The basic idea is to give people a bit of your brand in the form of digital information or entertainment, and they've begun to catch on big time in the B2C world. For example, Southwest Airlines' "Ding" widget alerts users to special fares, Backcountry.com's Steep and Cheap highlights great new deals, and InStyle's Hollywood Hair Makeover lets users put celebrity do's on their own photos for fun and to help with copycat styling. Garfield, in a memorable turn of phrase, suggests that "branded widgets are the refrigerator magnets of the Brave New World."
But what about B2B? Can widgets work in the more sober world of high-value solutions? I'd say absolutely yes, and Garfield himself suggests a few possible directions. UPS already has a widget to help users schedule and track shipments. Nike has a widget to help users keep up with their running and connect more easily to Nike Plus. Why not borrow the same concept for business users by providing simple, ongoing access to technical support, professional advice, or industry news?

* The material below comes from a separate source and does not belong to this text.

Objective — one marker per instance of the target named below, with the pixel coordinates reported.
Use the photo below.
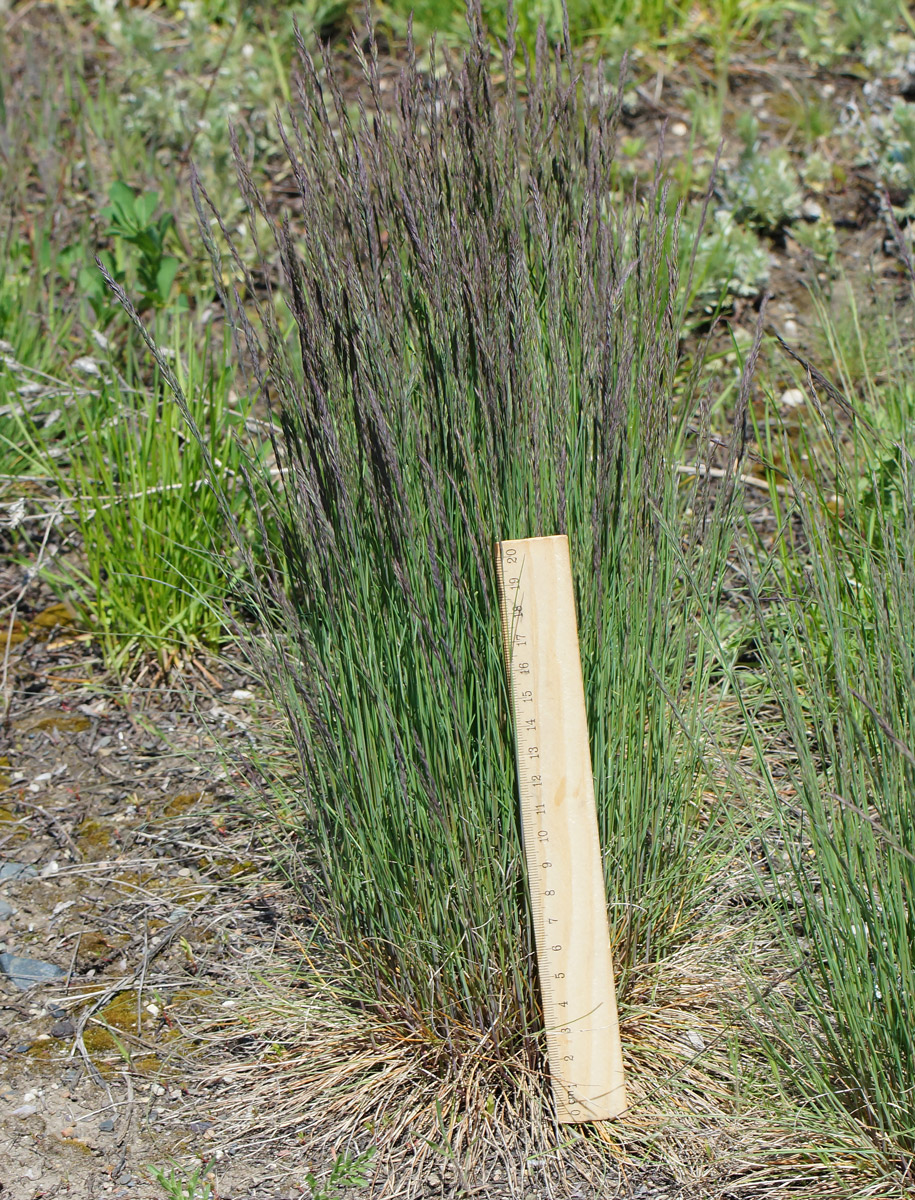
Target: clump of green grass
(483, 346)
(123, 471)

Widgets are just another tool, of course, in a marketing environment overloaded with new tools. Viewed in a B2B context, though, they offer a number of potential advantages as marketers adapt their strategies to the demands of time-starved, buyer-driven markets:
- Enables you to go where the users already spend time, rather than relying on them to come to your site
- Emphasis on providing value to the user, otherwise they'll pay no attention
- Simple and inexpensive to produce and track -- and thus to experiment with
- Potential for ongoing engagement with the user
- Natural tie-in with other value-providing tactics, including live and online events and publications
Content, as always, is king in B2B marketing, so any widget promotion should come only as support for a clear and compelling content strategy. That said, however, why not give it a try?